DERDİM ÇOK SATMAK, ÇOK KAZANMAK DEĞİL
‘Yaşayan en pahalı Türk ressamı’ olunca ne değişiyor?
Oralı olmadım. Üzerimde taşımadım o sıfatı. Zaten o paranın yüzde 30’u elime geçti.
Art Basel’e gidiyorsunuz, bir tablonun fiyatını soruyorsunuz. “6.5 milyon Euro ama üzgünüm, satıldı” cevabını alıyorsunuz. Ne demek bu? Ne anlamalıyız?
Şimdi senin önüne boş bir kâğıt ve bir kalem vereceğim. Ve diyeceğim ki sana: “Bana öyle bir şey çiz ki sana 10 bin dolar vereyim”
Ne yaptığımın önemi olacak mı?
Hayır olmayacak ama ben sana o parayı vermeye razı olacağım. Tüm hikâye bu işte
Peki, ben bunun değerini 10 bin dolardan 220 bin Pound’a nasıl çıkarabilirim?
Burada devreye sanat değil, ‘marketing’ giriyor. Adını marka haline getirmek, network ağını sağlam tutmak...

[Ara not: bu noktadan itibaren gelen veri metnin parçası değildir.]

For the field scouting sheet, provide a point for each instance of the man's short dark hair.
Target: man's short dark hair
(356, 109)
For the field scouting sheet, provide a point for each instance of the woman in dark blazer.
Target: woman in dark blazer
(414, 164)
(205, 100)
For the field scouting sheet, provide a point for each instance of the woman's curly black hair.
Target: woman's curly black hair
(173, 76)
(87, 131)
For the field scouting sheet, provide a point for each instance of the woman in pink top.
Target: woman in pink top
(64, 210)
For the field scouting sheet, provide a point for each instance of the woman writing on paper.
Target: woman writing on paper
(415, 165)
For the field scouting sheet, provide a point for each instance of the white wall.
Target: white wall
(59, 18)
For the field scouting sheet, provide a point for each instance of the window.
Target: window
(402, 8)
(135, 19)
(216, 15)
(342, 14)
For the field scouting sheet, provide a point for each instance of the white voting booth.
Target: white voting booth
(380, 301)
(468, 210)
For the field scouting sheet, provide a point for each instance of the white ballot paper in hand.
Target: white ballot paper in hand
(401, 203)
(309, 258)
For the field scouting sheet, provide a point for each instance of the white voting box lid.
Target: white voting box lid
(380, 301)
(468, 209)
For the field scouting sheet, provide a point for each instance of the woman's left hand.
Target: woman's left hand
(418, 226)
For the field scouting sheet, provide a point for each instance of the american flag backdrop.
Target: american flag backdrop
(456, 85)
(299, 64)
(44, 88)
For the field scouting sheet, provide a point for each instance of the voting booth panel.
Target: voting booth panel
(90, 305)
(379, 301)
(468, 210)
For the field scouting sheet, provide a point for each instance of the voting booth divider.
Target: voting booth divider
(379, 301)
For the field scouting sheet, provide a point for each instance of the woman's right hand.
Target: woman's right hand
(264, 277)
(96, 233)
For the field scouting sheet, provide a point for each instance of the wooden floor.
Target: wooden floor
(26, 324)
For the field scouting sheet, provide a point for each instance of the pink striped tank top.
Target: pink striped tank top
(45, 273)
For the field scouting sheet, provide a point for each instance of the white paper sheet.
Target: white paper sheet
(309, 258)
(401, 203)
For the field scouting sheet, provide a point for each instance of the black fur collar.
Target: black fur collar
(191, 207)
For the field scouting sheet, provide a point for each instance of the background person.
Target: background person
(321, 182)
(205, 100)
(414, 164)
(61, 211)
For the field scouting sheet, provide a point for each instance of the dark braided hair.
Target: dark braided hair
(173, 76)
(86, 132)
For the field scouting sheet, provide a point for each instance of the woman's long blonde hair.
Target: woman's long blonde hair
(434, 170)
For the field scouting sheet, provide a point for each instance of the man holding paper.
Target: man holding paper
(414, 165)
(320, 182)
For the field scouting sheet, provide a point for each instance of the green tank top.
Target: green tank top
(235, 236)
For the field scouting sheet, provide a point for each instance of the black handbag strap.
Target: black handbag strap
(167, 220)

Siz, üretirken bu kıstasları da göz önünde bulunduruyor musunuz?
Bu hataya düşen çok sanatçı arkadaşım oldu. “Bu iş tuttu, burdan ekmek yerim” diyen çok. Ben de ‘Spiritual’ benzeri resimler yapabilirim. Millet kuyrukta. Ama derdim bu değil. 90’ıma geldiğimde de resim yaparak yaşamak istiyorum çünkü. Tutarlılığı elden düşürmemek. Asıl mesele bu.
ÜRETEN İNSAN ERKİN YANINDA YER ALMAZ. KURAL BU!
Gezi zamanı insanlar sanatçılara “Hadi çıkın bir şeyler söyleyin, harekete geçin” dedi. Çok normal. Üreten insan, erkin yanında yer almaz çünkü. Kural bu. Sanat, bağımsızdır, özgürdür, karşıdır, var olana alternatiftir. Siyasi iktidar cennet bile olsa, sanat bunun tam karşısında olmalıdır. Oy verdiğin parti iktidara gelse bile yanında olmaman lazım.
GÖRÜNDÜĞÜ GİBİ OLMAYAN SANAT
Çağdaş sanat parodisine dönüşmüş bir yorum var: “Bunu ben de yaparım!” Haklı bir tepki mi?
Derslerde, öğrencilerime soyut çalışmalarla ilgili bir deneme yaptırmıştım. O “Bunu ben de yaparım” dediğiniz eserin, kim tarafından alınacağını, nasıl bir eve asılacağını hayal etmelerini istedim. Tablodaki renklerden, kıvrımlardan ilham alarak bir ev tasarladılar. Ve basit gözüken bir tablonun bile aslında ne kadar zengin, detaylı bir dünyayı temsil ettiğini görmüş oldular.